When you consider his career, Enrico is
one of the luthiers not to lose sight of, not only for the boldness of his
creations, but his unwavering capacity to surprise all those who love the
THE 10 QUESTIONS WE ASK EVERYONE
1. GUITARS EXCHANGE: How did you end up (or begin) being a luthier?
Enrico Di Donato: Like nearly everyone, from a passion for music and guitars as an instrument. And with my brother’s experience from studying classic construction of instruments, until he ‘turned’ to more modern things. I began by helping him and found my own road in 2007.
2. GUITARS EXCHANGE: What inspires you to design and make a new guitar?

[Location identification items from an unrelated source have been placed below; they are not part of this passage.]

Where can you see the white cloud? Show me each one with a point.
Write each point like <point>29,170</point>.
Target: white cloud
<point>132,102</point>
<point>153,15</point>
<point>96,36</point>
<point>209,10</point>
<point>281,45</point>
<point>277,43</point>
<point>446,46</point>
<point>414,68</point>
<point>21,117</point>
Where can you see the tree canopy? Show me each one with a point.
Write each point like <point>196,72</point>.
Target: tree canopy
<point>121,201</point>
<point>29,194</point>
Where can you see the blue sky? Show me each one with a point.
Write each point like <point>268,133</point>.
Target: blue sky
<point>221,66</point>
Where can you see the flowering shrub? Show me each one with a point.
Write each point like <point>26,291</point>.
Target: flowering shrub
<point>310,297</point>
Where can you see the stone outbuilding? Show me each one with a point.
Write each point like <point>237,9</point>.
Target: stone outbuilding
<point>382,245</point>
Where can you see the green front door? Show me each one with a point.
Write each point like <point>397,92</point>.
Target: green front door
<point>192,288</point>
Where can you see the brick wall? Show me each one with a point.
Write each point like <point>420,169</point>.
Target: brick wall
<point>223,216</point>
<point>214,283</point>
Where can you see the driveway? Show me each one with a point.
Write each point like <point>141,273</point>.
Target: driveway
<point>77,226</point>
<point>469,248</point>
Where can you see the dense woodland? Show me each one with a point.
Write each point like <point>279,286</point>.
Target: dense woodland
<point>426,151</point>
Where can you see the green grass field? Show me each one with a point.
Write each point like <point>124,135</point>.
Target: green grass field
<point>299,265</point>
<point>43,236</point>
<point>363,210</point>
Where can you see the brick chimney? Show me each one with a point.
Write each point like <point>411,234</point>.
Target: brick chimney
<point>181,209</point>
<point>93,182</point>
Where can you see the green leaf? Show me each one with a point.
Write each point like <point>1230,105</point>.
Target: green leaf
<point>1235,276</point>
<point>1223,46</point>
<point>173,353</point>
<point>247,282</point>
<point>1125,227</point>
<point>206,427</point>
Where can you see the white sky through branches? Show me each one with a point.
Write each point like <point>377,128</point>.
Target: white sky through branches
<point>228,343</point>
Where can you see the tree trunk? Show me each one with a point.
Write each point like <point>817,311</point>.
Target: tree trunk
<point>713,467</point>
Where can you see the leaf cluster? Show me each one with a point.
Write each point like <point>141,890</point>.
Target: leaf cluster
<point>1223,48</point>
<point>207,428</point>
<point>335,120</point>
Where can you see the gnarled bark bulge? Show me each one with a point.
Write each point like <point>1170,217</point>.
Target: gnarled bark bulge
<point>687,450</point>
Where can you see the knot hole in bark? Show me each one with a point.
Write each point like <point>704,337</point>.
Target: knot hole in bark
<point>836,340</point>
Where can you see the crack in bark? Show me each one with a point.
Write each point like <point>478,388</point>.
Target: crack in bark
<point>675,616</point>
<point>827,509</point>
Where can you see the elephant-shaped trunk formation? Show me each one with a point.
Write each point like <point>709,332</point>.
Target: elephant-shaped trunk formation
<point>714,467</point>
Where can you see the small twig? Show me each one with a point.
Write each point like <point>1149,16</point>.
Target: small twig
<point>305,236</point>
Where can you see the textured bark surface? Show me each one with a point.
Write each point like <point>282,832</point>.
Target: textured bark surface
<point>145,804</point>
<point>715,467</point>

Enrico Di Donato: It’s that moment when you have a vision, the moment you want an idea to materialize. The same thing happens with other creative processes. From the idea to the guitar itself, the road is long with many tests. After the idea comes the search: before anything, we must find out if something similar exists. And then you get to work. The Hasaki case, for instance, was a process of trial and error.
3. GUITARS EXCHANGE: Do you look for a certain sound for any particular reason?
Enrico Di Donato: The sound has to have a base, it has to be open and organic. The important thing is how the guitar responds: it has to sound good. A while back I was a ‘fender man’, I liked those sounds. Over time I learned to value the Gibson sphere, especially the first models. As for finding ‘its own voice’, I think that’s bullshit: our brain is programmed with those sounds, those are ‘the sounds. Anyway, my guitars put together pickups that I make myself.
4. GUITARS EXCHANGE: Choose and explain: soul, jazz, blues, rock, pop.. or what?
Enrico Di Donato: I was born with rock, especially out of love for the guitar. There were the ’classics’ like Led Zeppelin, Jimi Hendrix (but for me, Jimi came later: at the start you think ‘this guy makes so much noise’ , and then you get what he’s doing.) Then I went through the ‘jazz phase’, in line with other types of instruments. Now I’ll say ‘pop’, although I don’t listen to much of it. We’re talking about popular songs that reach the multitudes with simple melodies. Behind this, there are real geniuses. Mozart is pop!
5. GUITARS EXCHANGE: Are you an artist by assignment, or a solitary loner?
Enrico Di Donato: If I didn’t have two children, I’d be a solitary loner, doing whatever I wanted...but it’s all a question of compromise: people, deep down, don’t know what they want.
6. GUITARS EXCHANGE: What was the last record you bought? And the last you listened to?
Enrico Di Donato: The last one I bought was Interstellar Space by John Coltrane and the last one I listened to was, after a long time, Blood Sugar Sex Magik by the Red Hot Chili Peppers.
7. GUITARS EXCHANGE: Electric or acoustic?
Enrico Di Donato: Both. The guitar is electric, but you can’t do without acoustic elements. The electric guitar isn’t a piece of wood with pickups that make sound. There are guitars that sound bad even with the best pickups on the market. So you change the neck, and it’s a whole other thing.
8. GUITARS EXCHANGE: What is the secret of your woods?
Enrico Di Donato: I started on the traditional path, with mahogany, maple, and redwood. Now I’m testing with local wood: walnut for example, it’s proving very satisfying. The availability of some woods is getting smaller. And then there’s the cost, at times inflated. There are many more types of wood that sound good.
...AND TWO HANDS
9. GUITARS EXCHANGE: Why should we think of luthier guitars as an alternative to the big manufacturers?
Enrico Di Donato: Who says that? It depends. The difference is that a luthier will never get rich, though there is always a smart ass and other exceptions. Generally, those who are luthiers do it out of passion. Even though you make guitar ‘copies’ already seen, you see the difference with luthier guitars. We don’t have assembly lines: each one puts a part of himself, his personality into what he makes...and it’s not an easy thing.
10. GUITARS EXCHANGE: Who plays your guitars? Who would you like playing your guitars?
Enrico Di Donato: Various musicians and collectors play my guitars. Tony Remy, for instance, who plays with the best. Among living guitarists that I would like to see playing my instruments - although I have Jimmy Page in mind - I will say Jeff Beck: I would be overjoyed to give him a guitar!